Scope of the Study
Anything not in the City’s right-of-way is not part of the study and is the responsibility of the private property owner.
This study will look at improvements to the sewer and drainage system to be made within the City’s right-of-way or City property, such as parks and ravines.
Flooding issues may be the result of any upstream or downstream system overloaded capacity, bottlenecks and/or constraints. Upgrades are aimed at improving the overloaded system upstream or relieving the system downstream of the flooding location. These system upgrades will improve areas on adjacent streets and this is why works are not planned for every street.
Potential improvements may include building:
- Upsize existing or add new storm and sanitary sewers.
- Underground storage facilities.
- Inlet control devices (to slow the drain of rain into the sewer system).
- Additional catch basins (square grates on the side of the road) in low lying areas.
- Seal sanitary manhole covers.
Unfortunately, the solution is not always as simple as making the pipers larger. The challenge includes selecting which pipes to use, how big to make them and how it will affect other residents. Other constraints can include space availability, conflicts with existing or proposed future infrastructure, basement elevations, pipe depth and environmental impacts. How quickly and how much rain falls varies greatly, and therefore, is impractical to design a pipe system that captures it all.
City Council approved funding priority and availability is also a factor in implementing these sewer system upgrades.
Resolving City Issues
Our streets are designed to carry stormwater flows that exceed the capacity of the storm sewer. Temporary ponding on streets is expected during major rainstorms. If the road has not drained two hours after the rain has stopped, residents are asked to contact 3-1-1 (details in the sidebar).
Property Owner Responsibilities
Each property owner is responsible for the operation and maintenance of drainage systems on private property.

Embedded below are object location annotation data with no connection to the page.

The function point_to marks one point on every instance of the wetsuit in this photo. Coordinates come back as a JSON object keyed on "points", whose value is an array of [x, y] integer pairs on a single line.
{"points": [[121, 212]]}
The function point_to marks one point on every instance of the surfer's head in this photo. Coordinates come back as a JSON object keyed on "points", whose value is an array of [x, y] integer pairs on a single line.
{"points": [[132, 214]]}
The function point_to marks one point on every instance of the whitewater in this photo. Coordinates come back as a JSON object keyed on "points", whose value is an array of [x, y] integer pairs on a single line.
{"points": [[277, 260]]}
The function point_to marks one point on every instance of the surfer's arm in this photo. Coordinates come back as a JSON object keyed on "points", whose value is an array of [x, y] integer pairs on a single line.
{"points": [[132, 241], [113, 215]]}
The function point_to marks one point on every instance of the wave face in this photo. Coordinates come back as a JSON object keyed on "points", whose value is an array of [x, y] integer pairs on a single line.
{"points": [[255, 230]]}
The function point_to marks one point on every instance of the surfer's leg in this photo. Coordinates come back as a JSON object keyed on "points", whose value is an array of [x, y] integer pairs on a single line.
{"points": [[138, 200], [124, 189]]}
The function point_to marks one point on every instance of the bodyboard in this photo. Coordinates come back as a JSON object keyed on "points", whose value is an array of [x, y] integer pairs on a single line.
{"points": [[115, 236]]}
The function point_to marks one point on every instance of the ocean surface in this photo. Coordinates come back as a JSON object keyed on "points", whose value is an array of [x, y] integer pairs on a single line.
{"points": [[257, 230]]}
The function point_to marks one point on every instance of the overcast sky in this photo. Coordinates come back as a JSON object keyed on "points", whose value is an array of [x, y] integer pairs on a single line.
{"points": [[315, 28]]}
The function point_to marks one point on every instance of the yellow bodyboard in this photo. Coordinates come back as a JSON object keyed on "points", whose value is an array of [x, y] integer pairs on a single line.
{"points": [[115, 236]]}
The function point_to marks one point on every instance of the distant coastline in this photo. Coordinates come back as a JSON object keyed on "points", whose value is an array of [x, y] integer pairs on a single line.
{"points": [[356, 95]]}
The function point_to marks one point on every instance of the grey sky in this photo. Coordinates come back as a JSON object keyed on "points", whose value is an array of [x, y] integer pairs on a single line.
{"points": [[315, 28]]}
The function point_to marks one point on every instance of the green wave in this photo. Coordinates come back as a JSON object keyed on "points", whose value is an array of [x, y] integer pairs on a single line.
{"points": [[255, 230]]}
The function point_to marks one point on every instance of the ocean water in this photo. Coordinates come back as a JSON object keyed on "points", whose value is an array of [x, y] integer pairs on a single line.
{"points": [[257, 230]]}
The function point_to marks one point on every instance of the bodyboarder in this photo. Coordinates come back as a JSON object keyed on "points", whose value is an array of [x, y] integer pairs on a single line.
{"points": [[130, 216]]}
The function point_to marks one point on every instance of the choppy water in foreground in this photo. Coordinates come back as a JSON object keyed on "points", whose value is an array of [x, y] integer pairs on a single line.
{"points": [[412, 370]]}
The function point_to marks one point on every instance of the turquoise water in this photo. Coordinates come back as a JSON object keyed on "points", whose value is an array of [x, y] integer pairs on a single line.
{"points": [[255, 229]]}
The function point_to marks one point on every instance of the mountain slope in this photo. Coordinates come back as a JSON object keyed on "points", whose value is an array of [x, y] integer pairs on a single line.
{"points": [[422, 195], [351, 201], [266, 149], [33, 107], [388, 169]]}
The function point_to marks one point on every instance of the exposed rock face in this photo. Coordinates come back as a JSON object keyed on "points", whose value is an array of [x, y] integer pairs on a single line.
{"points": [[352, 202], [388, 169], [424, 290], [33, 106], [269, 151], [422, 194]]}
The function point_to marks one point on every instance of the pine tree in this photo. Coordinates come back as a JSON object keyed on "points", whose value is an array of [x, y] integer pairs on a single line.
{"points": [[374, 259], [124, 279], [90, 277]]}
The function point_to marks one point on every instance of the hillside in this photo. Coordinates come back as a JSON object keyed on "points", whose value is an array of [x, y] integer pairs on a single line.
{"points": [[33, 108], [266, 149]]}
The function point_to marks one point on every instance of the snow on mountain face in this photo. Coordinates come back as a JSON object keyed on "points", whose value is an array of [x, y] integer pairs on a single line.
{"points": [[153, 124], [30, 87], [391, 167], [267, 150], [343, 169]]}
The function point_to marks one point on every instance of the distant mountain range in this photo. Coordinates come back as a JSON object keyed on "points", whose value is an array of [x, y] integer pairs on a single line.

Flooding may be caused by private property issues, including:
- Lot grading.
- Driveway drainage and private property catchbasins.
- Foundation drains in the basement or underground parking garage.
- Sump pumps and backwater valves.
- Clogged drains due to private tree roots or items poured down the drain, like fats and grease.
- Cracks or leaks in your home foundation, basement walls, windows and/or doors
In these cases, sewer system upgrades would not lead to flooding on your property. Instead, fixing these property owner issues may resolve the issues you are experiencing.
Resolving Property Owner Issues
Protecting Properties from Flooding
Property owners are encouraged to hire their own licensed plumbers to investigate private property issues.
Property owners can help protect their properties from basement flooding by installing sump pumps and/or backflow valves. To cover this work, the City offers a homeowner subsidy of up to $3,400 per home for eligible applicants.
Reporting Flooding Incidents
While it is not mandatory for you to report instances of flooding or sewer grate blockages to the City, it is recommended that you contact 3-1-1.
City staff will review the problem and attempt to determine the source(s) of the flooding and include solutions if a system deficiency is found.
Flooding Caused by a New Housing Development (e.g. Condos, Infills, etc.)
All new housing developments must meet City standards to provide for sufficient stormwater drainage management before being approved.
For concerns on local developments, please contact 3-1-1 (details in the sidebar) at any time to find out the local City Planner’s contact for more information.
Flooding Caused by a Structure Built by my Neighbour
If you suspect illegal sewer connections or yards built to drain stormwater to your property, you can contact the City’s By-law Enforcement by contacting 3-1-1 (details in the sidebar).